Siblings' bedooms, privacy & sharing are causing problems? Read this article to find out how to change this.

Are your children perhaps sharing a bedroom or perhaps they have separate bedrooms and still are having problems? Perhaps my thoughts on this subject will help. Naturally children are going to fuss especially if they live in the same room with separate beds, dressers, etc. this is normal.

First of all let's discuss problems when they share a bedroom.

Are your children just constantly fighting since they live in the same bedroom even with each child having his own space, bed, dresser, toys, etc. and they are pestering you with these problems? When you think about it each child does need a separate private place for themselves but sometimes having his or her own room just isn't possible in your home. First of all I would suggest hanging a schedule on the door: allow each child to have a certain amount of time during the day in the bedroom alone and do not let the other child knock on the door and instill in the child out of the room that he is to respect the other's privacy during the time allotted to the other person. Then if the child not in the private time in the room doesn't respect this privacy then take away from his time and add to the one in the room. Once the time is taken from one child and given to the other a few times then I will imagine a little respect will occur.

You can take even the smallest room and convert it into several smaller private spaces. Also you would have a neutral zone where both could enter.

This would be extra work and let us hope it isn't necessary but leave it as a last resort option.

Siblings seem to thrive in a love/hate relationship and we sure know this already, even when they have been taught to share their entire lives, and there will be problems with sharing.

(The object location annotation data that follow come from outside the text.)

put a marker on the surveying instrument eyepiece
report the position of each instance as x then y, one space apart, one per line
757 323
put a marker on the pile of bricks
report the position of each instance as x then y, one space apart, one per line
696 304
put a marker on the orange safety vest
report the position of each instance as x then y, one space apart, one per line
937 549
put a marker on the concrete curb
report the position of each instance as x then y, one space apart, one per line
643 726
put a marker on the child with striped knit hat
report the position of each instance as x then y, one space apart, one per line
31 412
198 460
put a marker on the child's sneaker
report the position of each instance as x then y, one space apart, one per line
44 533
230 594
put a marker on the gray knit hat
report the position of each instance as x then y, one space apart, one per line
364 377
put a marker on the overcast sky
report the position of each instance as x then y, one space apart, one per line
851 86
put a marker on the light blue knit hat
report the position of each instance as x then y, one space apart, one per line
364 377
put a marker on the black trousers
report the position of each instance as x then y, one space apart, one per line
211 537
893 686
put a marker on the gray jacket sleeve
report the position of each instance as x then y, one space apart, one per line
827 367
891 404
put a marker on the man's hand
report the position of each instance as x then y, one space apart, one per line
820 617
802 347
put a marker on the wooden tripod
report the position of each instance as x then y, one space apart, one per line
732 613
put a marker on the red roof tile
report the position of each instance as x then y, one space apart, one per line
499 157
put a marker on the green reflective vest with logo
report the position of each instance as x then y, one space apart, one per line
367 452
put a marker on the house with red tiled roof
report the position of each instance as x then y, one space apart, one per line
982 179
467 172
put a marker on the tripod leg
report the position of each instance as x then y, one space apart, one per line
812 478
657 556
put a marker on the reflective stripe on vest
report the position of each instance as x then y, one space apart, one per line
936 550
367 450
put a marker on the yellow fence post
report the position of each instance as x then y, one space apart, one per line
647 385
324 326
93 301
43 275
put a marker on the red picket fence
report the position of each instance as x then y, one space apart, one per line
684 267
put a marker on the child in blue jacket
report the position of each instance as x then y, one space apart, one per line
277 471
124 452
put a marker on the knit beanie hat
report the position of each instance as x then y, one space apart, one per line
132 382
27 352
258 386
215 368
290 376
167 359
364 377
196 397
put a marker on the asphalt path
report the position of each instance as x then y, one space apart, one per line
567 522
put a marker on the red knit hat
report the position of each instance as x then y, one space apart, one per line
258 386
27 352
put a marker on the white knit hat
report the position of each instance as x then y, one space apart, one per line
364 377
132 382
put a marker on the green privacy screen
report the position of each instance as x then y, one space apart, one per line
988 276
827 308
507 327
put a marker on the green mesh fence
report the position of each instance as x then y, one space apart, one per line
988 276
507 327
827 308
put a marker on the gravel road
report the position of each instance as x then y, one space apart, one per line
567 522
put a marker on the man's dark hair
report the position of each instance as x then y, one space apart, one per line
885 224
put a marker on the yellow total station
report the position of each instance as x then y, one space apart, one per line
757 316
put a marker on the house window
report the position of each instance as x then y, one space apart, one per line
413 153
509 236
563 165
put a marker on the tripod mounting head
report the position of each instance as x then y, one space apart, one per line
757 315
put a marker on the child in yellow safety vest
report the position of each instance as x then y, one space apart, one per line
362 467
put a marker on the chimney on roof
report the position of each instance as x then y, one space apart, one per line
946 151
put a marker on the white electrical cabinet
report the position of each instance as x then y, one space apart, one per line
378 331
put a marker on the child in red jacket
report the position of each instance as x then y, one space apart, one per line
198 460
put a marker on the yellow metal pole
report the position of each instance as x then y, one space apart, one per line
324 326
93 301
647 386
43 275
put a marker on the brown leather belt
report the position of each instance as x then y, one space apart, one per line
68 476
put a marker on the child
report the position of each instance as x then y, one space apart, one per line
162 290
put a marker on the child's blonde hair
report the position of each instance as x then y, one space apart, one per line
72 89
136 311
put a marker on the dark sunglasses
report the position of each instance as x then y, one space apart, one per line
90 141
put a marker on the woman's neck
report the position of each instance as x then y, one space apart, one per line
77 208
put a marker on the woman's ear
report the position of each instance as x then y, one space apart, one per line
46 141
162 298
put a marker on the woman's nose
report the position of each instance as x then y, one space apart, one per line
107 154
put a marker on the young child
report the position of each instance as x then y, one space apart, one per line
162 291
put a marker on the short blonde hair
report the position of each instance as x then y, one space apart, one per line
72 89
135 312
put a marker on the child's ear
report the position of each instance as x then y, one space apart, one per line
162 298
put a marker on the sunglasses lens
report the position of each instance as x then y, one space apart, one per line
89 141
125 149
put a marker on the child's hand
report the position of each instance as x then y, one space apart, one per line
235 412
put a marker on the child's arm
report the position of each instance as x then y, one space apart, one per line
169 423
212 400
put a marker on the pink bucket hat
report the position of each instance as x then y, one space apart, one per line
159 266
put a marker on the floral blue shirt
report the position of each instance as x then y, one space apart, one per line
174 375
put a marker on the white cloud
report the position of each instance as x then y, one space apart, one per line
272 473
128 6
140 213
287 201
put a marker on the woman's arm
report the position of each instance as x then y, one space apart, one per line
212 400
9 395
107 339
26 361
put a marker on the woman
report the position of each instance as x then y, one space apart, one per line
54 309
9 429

I think if you were to sit down with the children and create a list of rules about their bedrooms it might help. Let them know what will happen if the fighting and fussing does continue: it could result in time outs or taking away of privileges depending on the age of the children. One rule would be to not borrow without asking. Let the children use poster boards and write the rules on them in either separate bedrooms or if they live in one bedroom.

Tell them also if you hear them fighting a certain number of times that you will have to instill those rules and if they will not get alone in the case that they have separate rooms, tell them you will put them in the same room and use

that spare room for yourself, that will really worry each of them. Then you will hear one of them saying, 'we need to get along or this will be a sewing room.'

I hope my suggestions will help you along on the road to having these children get along, but always realize this is normal in most homes.